Returning to Jamestown, Smith found that he was not well received. Captain Christopher Newport and
Gabriel Archer had assumed leadership during Smith's absence and the colonists still suffered from a
lack of food and proper shelter. Smith soon escaped from the tension of the fort and proceeded to
explore the Potomac and Rappahannock rivers and the Chesapeake Bay during the summer of 1608. His
explorations of Virginia were later compiled in his Map of Virginia. Captain Newport returned to England
in the fall of 1608 and John Smith was elected to the council once again in September.

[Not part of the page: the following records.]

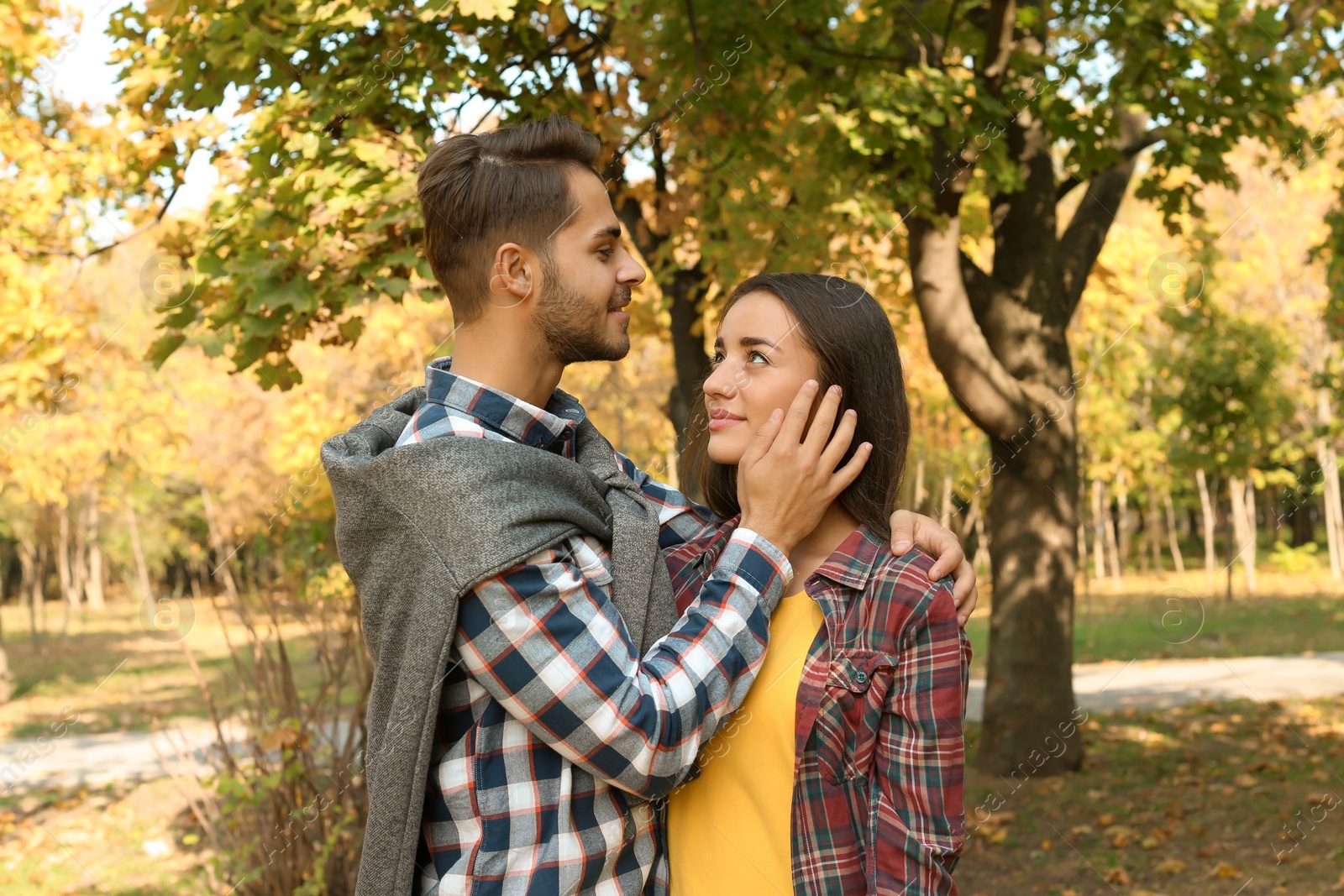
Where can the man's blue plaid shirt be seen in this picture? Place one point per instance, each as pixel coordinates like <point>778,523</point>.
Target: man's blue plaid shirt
<point>553,732</point>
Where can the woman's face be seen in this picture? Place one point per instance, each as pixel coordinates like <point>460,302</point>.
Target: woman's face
<point>759,364</point>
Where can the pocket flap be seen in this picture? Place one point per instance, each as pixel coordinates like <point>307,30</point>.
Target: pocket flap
<point>855,669</point>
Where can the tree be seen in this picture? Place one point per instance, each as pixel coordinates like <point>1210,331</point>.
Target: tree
<point>992,123</point>
<point>1038,113</point>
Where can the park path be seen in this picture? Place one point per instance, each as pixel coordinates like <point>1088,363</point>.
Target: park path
<point>1158,684</point>
<point>188,747</point>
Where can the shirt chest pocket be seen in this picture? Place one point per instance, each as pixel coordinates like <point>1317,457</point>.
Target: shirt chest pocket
<point>850,714</point>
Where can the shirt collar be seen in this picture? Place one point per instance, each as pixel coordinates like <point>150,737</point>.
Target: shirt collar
<point>851,563</point>
<point>550,429</point>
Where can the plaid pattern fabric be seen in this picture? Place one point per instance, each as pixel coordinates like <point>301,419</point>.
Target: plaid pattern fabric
<point>551,732</point>
<point>878,789</point>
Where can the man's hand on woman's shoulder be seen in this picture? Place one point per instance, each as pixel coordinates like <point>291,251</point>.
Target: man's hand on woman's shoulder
<point>911,528</point>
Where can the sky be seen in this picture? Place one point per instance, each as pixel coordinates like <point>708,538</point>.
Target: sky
<point>84,74</point>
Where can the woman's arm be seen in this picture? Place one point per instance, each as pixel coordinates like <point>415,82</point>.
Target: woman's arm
<point>921,758</point>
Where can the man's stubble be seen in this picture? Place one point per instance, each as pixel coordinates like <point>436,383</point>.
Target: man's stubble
<point>571,328</point>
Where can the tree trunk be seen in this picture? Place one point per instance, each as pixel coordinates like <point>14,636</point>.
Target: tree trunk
<point>1173,537</point>
<point>31,584</point>
<point>685,291</point>
<point>1242,531</point>
<point>920,488</point>
<point>1155,530</point>
<point>1249,559</point>
<point>1210,521</point>
<point>217,542</point>
<point>1012,375</point>
<point>1330,469</point>
<point>945,513</point>
<point>141,570</point>
<point>1099,537</point>
<point>93,582</point>
<point>64,569</point>
<point>981,559</point>
<point>1112,548</point>
<point>4,658</point>
<point>1124,526</point>
<point>78,570</point>
<point>1000,342</point>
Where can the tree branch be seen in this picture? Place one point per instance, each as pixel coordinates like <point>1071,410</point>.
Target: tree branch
<point>999,43</point>
<point>979,382</point>
<point>980,288</point>
<point>1132,149</point>
<point>1086,233</point>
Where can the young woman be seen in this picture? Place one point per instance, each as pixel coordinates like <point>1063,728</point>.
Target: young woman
<point>842,773</point>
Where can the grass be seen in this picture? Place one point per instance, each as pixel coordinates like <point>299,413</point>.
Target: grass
<point>111,674</point>
<point>125,841</point>
<point>1173,624</point>
<point>1193,801</point>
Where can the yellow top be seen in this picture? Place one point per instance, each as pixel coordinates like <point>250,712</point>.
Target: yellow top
<point>729,831</point>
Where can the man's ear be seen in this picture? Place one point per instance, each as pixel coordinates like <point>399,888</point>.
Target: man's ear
<point>512,275</point>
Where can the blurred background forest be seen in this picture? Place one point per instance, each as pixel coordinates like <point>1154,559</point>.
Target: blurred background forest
<point>175,345</point>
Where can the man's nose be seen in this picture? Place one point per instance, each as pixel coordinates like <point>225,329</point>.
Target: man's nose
<point>631,271</point>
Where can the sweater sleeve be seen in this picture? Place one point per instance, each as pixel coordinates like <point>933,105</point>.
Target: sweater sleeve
<point>546,641</point>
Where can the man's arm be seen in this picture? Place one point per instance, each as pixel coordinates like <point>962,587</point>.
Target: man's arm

Smith proved to be an able and efficient administrator and he quickly emerged as the leader of the
settlement. He pressured Powhatan to provide corn for the colonists and he threatened to banish any
colonist who was unwilling to work. Smith's discipline helped to sustain the colony through the winter of
1608-1609. However, Smith's prominent role in the colony was short-lived; Captain Newport returned to
Jamestown in 1609, bringing new settlers and supplies and armed with a new charter for the Virginia
Company. A power struggle ensued and Smith eventually lost his position as the president of the colony.
Smith also injured himself in a gunpowder explosion in the fall of the year. He went back to England in
October, 1609 and never returned to Virginia.
Smith did not abandon his commitment to the success of the Virginia settlement. Instead, he continued
his efforts to promote Jamestown (if not the Virginia Company) in England, producing numerous
narratives and maps of the new colony. In 1614 Smith, backed by London merchants, sailed to New
England and returned to England with furs and fish. Smith published ?A Description of New England? in
1616. He attempted a return trip to New England but was unsuccessful. During his remaining years in
England, he published eight books. His more significant title is ?The General History of Virginia, the
Somer Iles, and New England, with the Names of the Adventurers, and Their Adventures...? Captain John
Smith died in London on June 21, 1631. He is buried in St. Sepulchre's Church in London.